Iranian leader won’t be bullied by Obama
LONDON: Iran’s top leader has voiced mistrust of US efforts to reach a nuclear deal, even as Washington and its allies spoke of real progress and urged Tehran to take “difficult decisions”.
With just 10 days remaining until an end-ofMarch deadline for a framework agreement, Iran’s Supreme Leader Ayatollah Ali Khamenei denounced US “bullying” in the negotiations and repeated Tehran’s denial that it was seeking to develop a nuclear weapon.
After week-long talks with Iran in Switzerland, US Secretary of State John Kerry flew to London to confer with his counterparts from Britain, France and Germany on prospects for resolving the dispute, which goes back more than a decade and has threatened at times to unleash a new war in the Middle East.
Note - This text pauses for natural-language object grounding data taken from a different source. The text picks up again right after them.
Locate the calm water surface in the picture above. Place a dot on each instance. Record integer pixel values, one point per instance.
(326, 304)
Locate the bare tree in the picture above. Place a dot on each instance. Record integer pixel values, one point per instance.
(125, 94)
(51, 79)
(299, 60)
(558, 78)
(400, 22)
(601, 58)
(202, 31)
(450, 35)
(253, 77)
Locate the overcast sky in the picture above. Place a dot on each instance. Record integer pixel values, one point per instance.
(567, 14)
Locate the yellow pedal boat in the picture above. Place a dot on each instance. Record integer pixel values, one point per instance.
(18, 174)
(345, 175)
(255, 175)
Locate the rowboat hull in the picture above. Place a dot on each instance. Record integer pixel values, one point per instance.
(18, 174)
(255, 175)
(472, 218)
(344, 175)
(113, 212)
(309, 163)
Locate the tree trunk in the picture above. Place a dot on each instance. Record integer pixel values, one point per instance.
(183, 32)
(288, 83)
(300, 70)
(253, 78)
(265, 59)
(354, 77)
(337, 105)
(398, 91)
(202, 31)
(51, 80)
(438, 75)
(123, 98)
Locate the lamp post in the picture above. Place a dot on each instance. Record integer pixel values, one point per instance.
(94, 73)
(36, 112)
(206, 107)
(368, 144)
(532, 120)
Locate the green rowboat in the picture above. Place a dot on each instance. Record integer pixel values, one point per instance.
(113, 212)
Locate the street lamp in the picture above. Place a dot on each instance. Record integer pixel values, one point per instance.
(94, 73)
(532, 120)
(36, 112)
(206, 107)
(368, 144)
In a joint statement, the foreign ministers said they agreed that “substantial progress” had been made with Iran in key areas, but some important issues remained outstanding.
“Now is the time for Iran, in particular, to take difficult decisions,” they said.
British Foreign Secretary Philip Hammond told reporters the Western ministers were all in agreement that “we will not do a bad deal that does not meet our red lines”.
Together with China and Russia, the four countries are trying to reach a deal with Tehran that would restrict the most sensitive aspects of Iran’s atomic programme in return for an easing of international sanctions.
US ally Israel views Iran’s nuclear activities as an existential threat, despite Tehran’s strenuous denials that it wants to acquire nuclear weapons.
US President Barack Obama said in an interview with the Huffington Post that Iran had not yet made the necessary concessions for a deal to get completed.
“What is going to have an effect on whether we get a deal done is whether Iran is prepared to show, to prove to the world, that it is not developing a nuclear weapon, and can we verify that in an intrusive, consistent way?” Obama said. Khamenei, who has the last word on all matters of state, reiterated in a speech that Tehran would not be pressured into giving in to Western demands.
“What the Iranian people don’t want is imposition and bullying from America,” he said, at one point repeating the phrase “Death to America” after it was shouted from the crowd.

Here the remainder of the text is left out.